Download this example as a Jupyter notebook or a Python script.


Hierarchical plotting#

This example shows how to combine all the results of a sustainability summary query into interactive hierarchical plots.

The following supporting files are required for this example:

For help on constructing an XML BoM, see BoM examples.

Info:

This example uses an input file that is in the 24/12 XML BoM format. This structure requires Granta MI Restricted Substances and Sustainability Reports 2025 R2 or later.

To run this example with an older version of the reports bundle, use sustainability-bom-2301.xml instead. Some sections of this example will produce different results from the published example when this BoM is used.

Run a sustainability summary query#

[1]:
from ansys.grantami.bomanalytics import Connection, queries

MASS_UNIT = "kg"
ENERGY_UNIT = "MJ"
DISTANCE_UNIT = "km"

server_url = "http://my_grantami_server/mi_servicelayer"
cxn = Connection(server_url).with_credentials("user_name", "password").connect()
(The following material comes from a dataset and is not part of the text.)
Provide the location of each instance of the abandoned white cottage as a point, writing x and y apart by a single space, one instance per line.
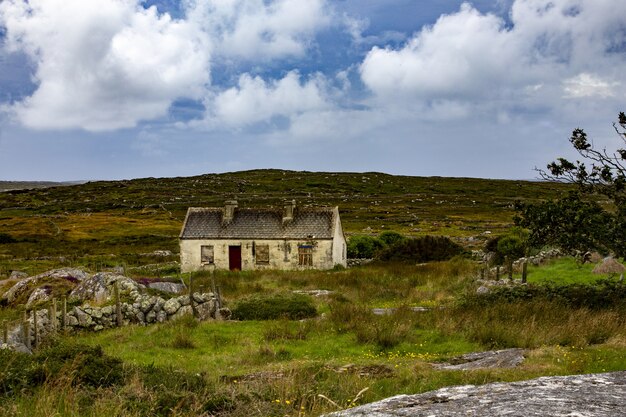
251 238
xml_file_path = "../supporting-files/sustainability-bom-2412.xml"
with open(xml_file_path) as f:
    bom = f.read()

sustainability_summary_query = (
    queries.BomSustainabilitySummaryQuery()
    .with_bom(bom)
    .with_units(mass=MASS_UNIT, energy=ENERGY_UNIT, distance=DISTANCE_UNIT)
)
sustainability_summary = cxn.run(sustainability_summary_query)

Tabulated data#

To plot data hierarchically, first create a dataframe that aggregates all data together. See the other notebooks in this section for more detail around converting these properties to dataframes.

[2]:
import pandas as pd

EE_HEADER = f"EE [{ENERGY_UNIT}]"
CC_HEADER = f"CC [{MASS_UNIT}]"


def create_dataframe_record(item, parent):
    record = {
        "Parent": parent,
        EE_HEADER: item.embodied_energy.value,
        CC_HEADER: item.climate_change.value,
    }

    if parent == "Material":
        record["Name"] = item.identity
    elif parent == "Processes":
        try:  # Joining and finishing processes
            record["Name"] = item.name
        except AttributeError:  # Primary and secondary processes
            record["Name"] = f"{item.process_name} - {item.material_identity}"
    else:
        record["Name"] = item.name
    return record


records = []
records.extend(
    [
        create_dataframe_record(item, "")
        for item in sustainability_summary.phases_summary
    ]
)
records.extend(
    [
        create_dataframe_record(item, "Material")
        for item in sustainability_summary.material_details
    ]
)
records.extend(
    [
        create_dataframe_record(item, "Transport")
        for item in sustainability_summary.transport_details
    ]
)
records.extend(
    [
        create_dataframe_record(item, "Processes")
        for item in (
            sustainability_summary.primary_processes_details +
            sustainability_summary.secondary_processes_details +
            sustainability_summary.joining_and_finishing_processes_details
        )
    ]
)

df = pd.DataFrame.from_records(records)
df.head()
[2]:
Parent EE [MJ] CC [kg] Name
0 333.680522 32.013029 Material
1 159.474427 9.026297 Processes
2 99.896940 6.967125 Transport
3 Material 153.040336 11.963111 stainless-astm-cn-7ms-cast
4 Material 117.711949 15.533614 beryllium-beralcast191-cast

A lot of the rows in the dataframe are small in the context of the overall sustainability impact of the product. Define a function to aggregate all rows that contribute less than 5% of their phase’s sustainability impact into a single row.

[3]:
def sort_and_aggregate_small_values(df: pd.DataFrame) -> pd.DataFrame:
    # Define the criterion
    total_embodied_energy = df[EE_HEADER].sum()
    criterion = df[EE_HEADER] / total_embodied_energy < 0.05

    # Find rows that meet the criterion
    small_rows = df.loc[criterion]

    # If no rows met the aggregation criterion, return the original dataframe and exit
    if len(small_rows) == 0:
        return df

    # Aggregate the rows to a new "Other" row
    df_below_5_pct = small_rows.sum(numeric_only=True).to_frame().T
    df_below_5_pct["Name"] = "Other"

    # Sort all rows that do not meet the criterion by embodied energy
    df_over_5_pct = df.loc[~(criterion)].sort_values(by=EE_HEADER, ascending=False)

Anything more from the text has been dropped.